La technologie plasma de Diener electronic permet de  coller des plastiques, qui, en raison de leur faible énergie surfacique, sont qualifiés de « non collables ». Dans le cas du polypropylène (PP), du polyéthylène (PE) ou du polyoxyméthylène (POM), ceci s'effectue par activation en plasma d'oxygène. Pour le plastique ayant l'énergie de surface la plus faible - le PTFE - un processus d'activation n'est pas suffisant. Les liaisons fluorocarbonées ne peuvent pas être brisées dans le plasma d'oxygène.

Dans le plasma d'hydrogène, cependant, les radicaux d'hydrogène se combinent avec les atomes de fluor du PTFE et rompent ainsi les liaisons de carbone. Le fluorure d'hydrogène gazeux est aspiré, laissant des composés carbonés insaturés sur lesquels les molécules liquides polaires peuvent se fixer parfaitement.

La gravure est reconnaissable à une coloration brunâtre de la surface du PTFE.

Questions fréquentes

Est-il possible de graver des métaux ?

Par principe, il est possible de graver des métaux, cependant seulement à l'aide de gaz extrêmement corrosifs, qui peuvent à leur tour corroder le métal. Afin de renforcer l'effet de gravure, les pièces peuvent être préchauffées ou, si un chauffage de chambre est installé dans le système plasma, chauffées en continu.

Quels plastiques peuvent être gravés ?

Ce sont avant tout des surfaces en plastique , qui sont gravées à l'aide de ces processus.

La gravure s'avère extrêmement importante pour les plastiques difficiles à peindre et coller tels que POM, PPS et PTFE. Grâce à la surface agrandie , on obtient une meilleure adhérence des adhésifs .

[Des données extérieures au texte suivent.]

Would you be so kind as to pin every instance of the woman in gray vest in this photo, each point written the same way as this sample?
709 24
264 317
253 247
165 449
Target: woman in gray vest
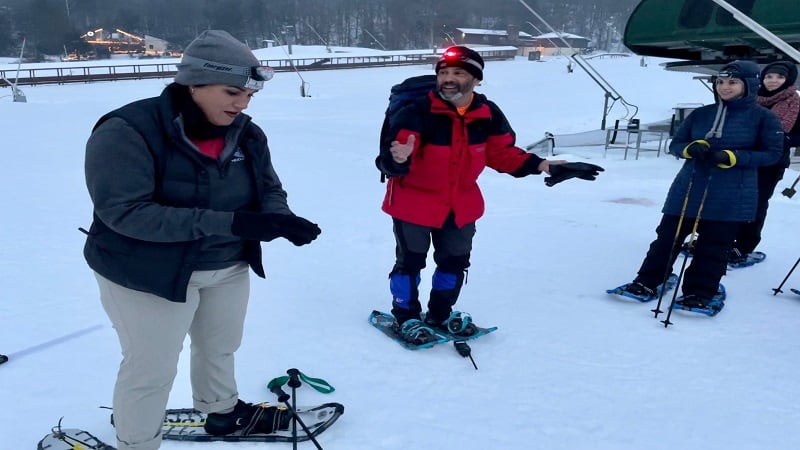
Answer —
184 191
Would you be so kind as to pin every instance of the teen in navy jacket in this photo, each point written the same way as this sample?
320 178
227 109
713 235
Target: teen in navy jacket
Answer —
723 144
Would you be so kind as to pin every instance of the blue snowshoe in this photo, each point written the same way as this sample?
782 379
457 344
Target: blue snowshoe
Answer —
642 293
737 261
709 307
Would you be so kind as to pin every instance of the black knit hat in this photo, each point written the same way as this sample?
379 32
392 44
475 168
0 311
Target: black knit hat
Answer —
463 57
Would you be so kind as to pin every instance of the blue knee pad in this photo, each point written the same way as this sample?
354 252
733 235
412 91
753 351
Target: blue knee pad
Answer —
403 292
443 281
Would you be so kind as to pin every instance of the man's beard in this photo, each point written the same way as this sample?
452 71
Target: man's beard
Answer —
454 97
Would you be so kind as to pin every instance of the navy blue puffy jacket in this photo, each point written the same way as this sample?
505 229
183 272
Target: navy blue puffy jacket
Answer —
755 136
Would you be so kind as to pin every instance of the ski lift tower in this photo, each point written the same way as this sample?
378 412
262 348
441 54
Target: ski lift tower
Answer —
16 93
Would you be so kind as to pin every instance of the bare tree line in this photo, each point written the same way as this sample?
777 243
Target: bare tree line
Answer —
51 25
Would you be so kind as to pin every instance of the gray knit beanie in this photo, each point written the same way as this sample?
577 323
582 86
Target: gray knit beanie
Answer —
216 57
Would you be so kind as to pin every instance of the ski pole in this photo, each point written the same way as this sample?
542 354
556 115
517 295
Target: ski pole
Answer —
668 269
294 383
464 350
283 397
778 290
666 321
789 192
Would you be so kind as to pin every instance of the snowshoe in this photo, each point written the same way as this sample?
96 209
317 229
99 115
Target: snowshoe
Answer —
694 303
417 335
737 261
638 291
190 425
458 327
71 439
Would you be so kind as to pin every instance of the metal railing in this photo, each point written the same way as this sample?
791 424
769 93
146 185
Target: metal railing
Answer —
72 73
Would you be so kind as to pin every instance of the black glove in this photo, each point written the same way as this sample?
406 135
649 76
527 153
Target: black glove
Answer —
267 226
697 150
561 172
721 158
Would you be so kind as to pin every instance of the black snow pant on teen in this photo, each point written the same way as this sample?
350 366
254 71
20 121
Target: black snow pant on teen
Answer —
712 245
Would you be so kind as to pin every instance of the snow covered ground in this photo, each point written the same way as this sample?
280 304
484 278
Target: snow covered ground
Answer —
570 366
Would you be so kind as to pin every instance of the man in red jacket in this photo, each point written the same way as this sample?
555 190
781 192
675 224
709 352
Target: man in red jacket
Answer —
436 148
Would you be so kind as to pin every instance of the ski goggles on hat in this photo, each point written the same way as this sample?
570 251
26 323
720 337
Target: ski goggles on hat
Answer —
256 75
451 56
733 72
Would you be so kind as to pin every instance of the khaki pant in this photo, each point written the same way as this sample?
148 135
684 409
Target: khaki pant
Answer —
151 332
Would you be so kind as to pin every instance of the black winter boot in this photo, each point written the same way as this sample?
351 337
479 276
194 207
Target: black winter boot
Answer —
249 418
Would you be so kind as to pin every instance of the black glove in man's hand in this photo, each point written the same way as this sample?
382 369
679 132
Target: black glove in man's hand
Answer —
696 150
561 172
267 226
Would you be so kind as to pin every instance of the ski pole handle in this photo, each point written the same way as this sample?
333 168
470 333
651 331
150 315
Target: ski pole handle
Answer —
294 378
282 395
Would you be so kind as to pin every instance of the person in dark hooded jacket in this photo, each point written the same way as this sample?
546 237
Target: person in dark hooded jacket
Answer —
778 92
183 191
716 189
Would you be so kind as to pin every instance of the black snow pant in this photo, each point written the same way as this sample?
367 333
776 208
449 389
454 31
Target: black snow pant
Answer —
749 235
452 247
711 248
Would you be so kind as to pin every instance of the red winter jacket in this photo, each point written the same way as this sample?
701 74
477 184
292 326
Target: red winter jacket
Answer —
450 153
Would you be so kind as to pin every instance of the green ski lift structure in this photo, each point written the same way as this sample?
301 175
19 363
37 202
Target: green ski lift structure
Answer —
706 34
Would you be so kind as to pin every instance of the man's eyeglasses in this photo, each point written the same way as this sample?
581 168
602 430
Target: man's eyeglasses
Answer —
452 55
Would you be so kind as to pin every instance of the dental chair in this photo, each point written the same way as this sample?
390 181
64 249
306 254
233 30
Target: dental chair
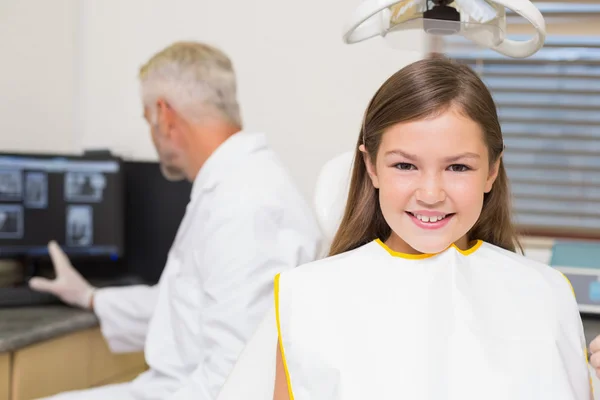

Les gaz de gravure typiques sont l'oxygène, diverses liaisons fluoro-chlorées, mais aussi l'hydrogène.

Est-il possible de graver le verre et la céramique ?

La gravure au plasma de verres sous vide réclame énormément de temps et est onéreuse. Le verre n'est gravé que lentement par les particules de gaz ionisées et se compose en majeure partie de SiO2 ; il peut donc être gravé par principe avec des hydrocarbures fluorés (avec ajout d'oxygène).

Les faibles taux d'enlèvement et la longue durée de traitement qui en résulte sont responsables des coûts particulièrement élevés de ces processus.

Des céramiques (telles p. ex. que : Al2O3) peuvent être gravées avec des gaz corrosifs et non corrosifs.

Les gaz corrosifs comprennent tous les gaz contenant du chlore et du fluor. L'argon fait partie des gaz non corrosifs.

En général, on peut dire que les gaz contenant du fluor ont une vitesse d'élimination plus élevée que les autres gaz non corrosifs, les gaz contenant du chlore ont un meilleur effet d'attaque que les gaz non corrosifs.

Al2O3  est mieux attaqué avec des gaz contenant du fluor.